Ismael è un nome biblico dalla risonanza profonda e bella. Nella Genesi designa il primogenito di Abramo e Agar, colui che Dio 'ascoltò' nel deserto — da qui il suo significato, 'Dio ascolta' —, e a cui la tradizione considera antenato dei popoli arabi. È, quindi, un nome ponte tra le tre grandi religioni monoteiste.
Nel mondo ispanico, Ismael ha sempre avuto un'aria letteraria e musicale. È impossibile non ricordare l'inizio celebre di Moby Dick, 'Chiamatemi Ismaele', che lo ha caricato di un'aura di narratore errante. E nei Caraibi brilla un altro Ismael universale: Ismael Rivera, 'Maelo', uno dei grandi soneros della salsa portoricana.
Oggi Ismael è percepito come un nome elegante e un po' poetico, con un punto di mistero e sensibilità. La sua sonorità dolce e la sua accentazione acuta lo fanno suonare distinto senza risultare ricercato. Piace a chi cerca un nome dalle radici profonde senza cadere nell'troppo comune.

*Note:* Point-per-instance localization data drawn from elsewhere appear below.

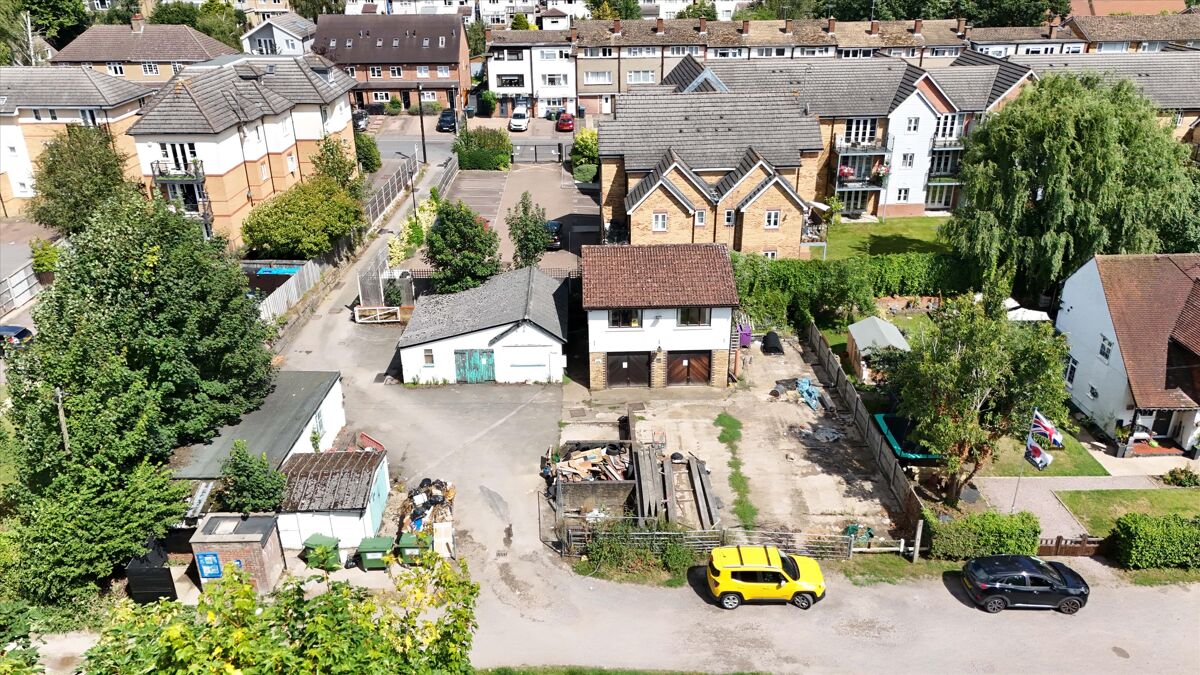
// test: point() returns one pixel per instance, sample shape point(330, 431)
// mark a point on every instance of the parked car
point(997, 583)
point(520, 120)
point(13, 338)
point(738, 574)
point(556, 236)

Ismael porta nel sangue la promessa di un ascolto divino. Il suo nome, forgato nell'ebraico biblico come "Dio ascolta", non è un semplice etichetta, ma un destino: lui è il ricevitore, il canale, colui che capta il silenzio prima del rumore. Non cerca di essere l'eroe d'azione che urla ordini, ma il sacerdote laico che intuisce la verità nel non detto. Possiede una pazienza abissale, quella calma del deserto che osserva e aspetta. Come Orfeo, il suo potere non risiede nella forza bruta, ma nella risonanza interna; sa che la risposta è già lì, basta essere attenti per ascoltarla. Il suo ideale direttore è la comprensione profonda, non l'imposizione. Spesso gli hanno detto che è un buon ascoltatore, ma Ismael sa che ascoltare è, in realtà, una forma attiva di creare realtà. Non inventa, scopre. Vive con la certezza che ogni sussurro del mondo ha un eco, e la sua anima è sintonizzata per captare la frequenza esatta della verità umana, filtrando il rumore con un'eleganza stoica e serena.
Ritratto giocoso, da prendere con il sorriso.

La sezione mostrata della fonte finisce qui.